Annie Ruth Jiagge is a woman that will always be remembered in Ghana’s history books because of her numerous achievements but mostly because she was the first female in Ghana to become a judge after passing the bar in 1950.
She kicked off her career as a teacher at the Evangelical Presbyterian Girls School and proceeded to the London School of Economics and Political Science to pursue Law. The Achimota School alumnus established the Ghana National Council for Women and Development and was appointed to represent Ghana on a United Nations Commission.
Life, they say, is what you make it. Sometimes, it is not just about the individual since the influence parents have on the eventual success of their children cannot be ruled out. A particular parenting method or just one key decision made concerning children can set them apart from their peers and set them directly on the path to greatness.
Annie Ruth Jiagge became Ghana’s first female Judge, and this history only came to birth following a single good decision her parents made. She was born in Lome, a town in the then French Togoland, and could have spent the rest of her life there, but her parents knew how beneficial it would be for their daughter if she could speak and write good English, so they decided to change her environment.
She was sent to live with her grandmother in Keta, then in British Togoland, and there, she gradually learned the English Language. Annie Ruth Jiagge had her secondary school education at Achimota College. Her initial plan was to follow in her parent’s footsteps, so she set out to become a teacher just like them. She went through the training and graduated in 1937 with her certificate.
After school, she worked for a while as a school teacher and eventually became the Headmistress of the Evangelical Presbyterian Girls’ School from 1940 to 1946. Annie taught for six years, but by her last year as a teacher, she had come to the realization that she wanted her life to be beyond the classroom; becoming a lawyer was her next goal.
The driven aspiring lawyer took the bold step to apply to study at the London School of Economics and Political Science in 1946, and thankfully, she got in. Before leaving for London, a number of her male colleagues who thought they were looking out for her best interest approached and implored her to reconsider her decision to pursue law.

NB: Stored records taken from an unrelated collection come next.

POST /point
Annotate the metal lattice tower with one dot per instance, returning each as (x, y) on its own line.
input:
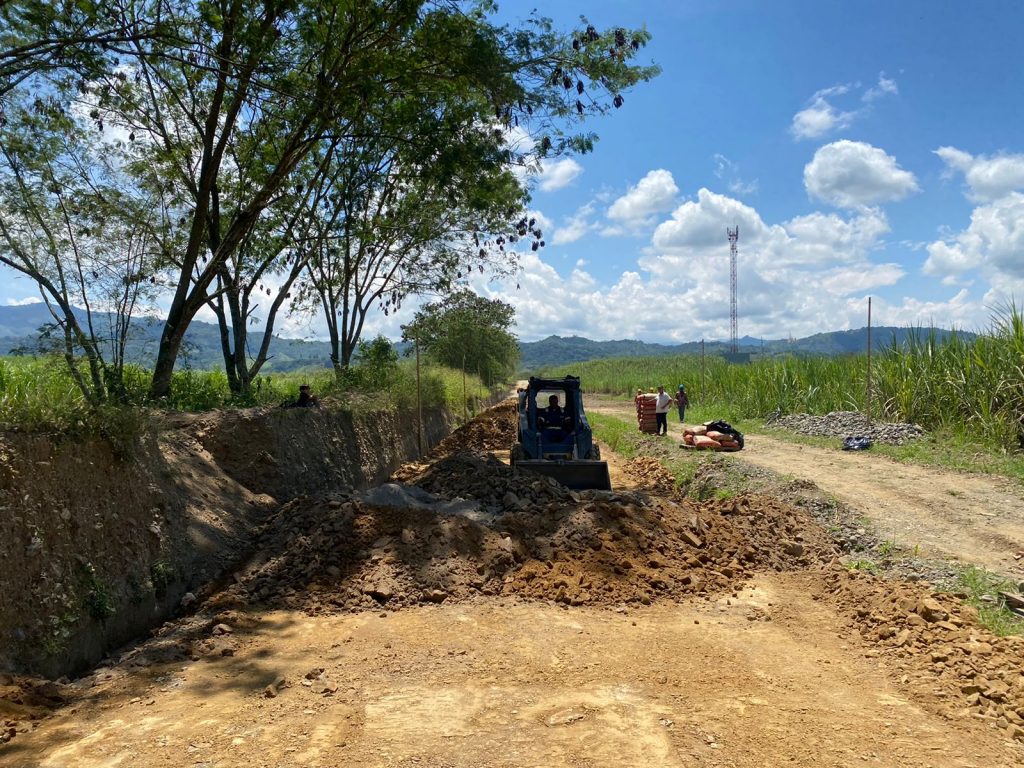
(733, 233)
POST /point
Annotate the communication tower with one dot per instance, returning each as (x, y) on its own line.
(733, 233)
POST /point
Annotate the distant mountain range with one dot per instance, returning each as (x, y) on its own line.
(556, 350)
(19, 331)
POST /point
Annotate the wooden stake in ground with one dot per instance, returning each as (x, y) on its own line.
(867, 391)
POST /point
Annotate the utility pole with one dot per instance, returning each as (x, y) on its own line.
(733, 233)
(419, 401)
(867, 392)
(701, 369)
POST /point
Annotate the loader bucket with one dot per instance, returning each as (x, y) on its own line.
(574, 474)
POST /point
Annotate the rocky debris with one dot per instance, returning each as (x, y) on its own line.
(937, 647)
(25, 700)
(652, 475)
(847, 423)
(495, 429)
(529, 538)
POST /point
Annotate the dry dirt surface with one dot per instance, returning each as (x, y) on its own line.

They believed that a venture of such kind would be difficult for a woman to undertake. One even offered to help her gain admission to a dress design school in Paris instead. Annie refused to heed her colleagues’ lack of trust in her capabilities and paid attention to the new goal ahead. To put their worries to rest, however, Annie assured them she would return to the Gold Coast if she failed to pass her first examination.
The brilliant young woman got to the London School of Economics and Political Science very poised to prove her former colleagues wrong, and she did just that. She sat for her first exams and smoothly aced them. After that, Annie successfully went through her studies, graduated with her LLB in 1949, and got called to the bar in 1950.
In an interview, Annie Ruth Jiagge encouraged women why they must never to look down on themselves or allow men to expect less from them. “We can do so much, but we must always do it as women, not as imitations of men. God has his purpose in making a woman as she is.
Her nature is different. He gave us equal intelligence with men and in addition, gave us the womanly qualities that make it possible for us to do what we must do in our way”, she told Abe and Edith Halpherin. Annie left the United Kingdom for her motherland the same year she got called to the bar and practiced law privately for a while. After three years, she transitioned from a lawyer to a magistrate after getting married.
She excelled in her new role and became a circuit court judge after six years. This made her the very first female judge in Ghana. She gradually rose through the ranks, becoming a High Court judge, an Appeal Court judge, and a president of the Court of Appeal. She was also known to be a strong advocate for women’s rights worldwide, in addition to her accomplishments as a lawyer and judge.
The judge was the primary architect of the Declaration on the Elimination of Discrimination Against Women. She was then got appointed to represent Ghana at the United Nations Commission on the Status of Women between 1962 and 1972. The Ghana National Council for Women and Development was afterward established by her in 1975.
During a speech at a UN Convention, she brought to light the vision of the organization: “In Ghana, the poorest of the illiterate are women. The aim is to raise the standard of living on a broad national basis by bringing into the productive sector of the economy, unskilled people who are mainly women and to integrate them in the development process at all levels”, she said.
The brilliant Ghanaian history-maker went on retirement in 1983. She was a mother to one child she adopted together with her husband. As a way of celebrating a trailblazer, Achimota School named one of its boarding houses after her. Annie sadly passed on June 12, 1996, in Accra at age 78.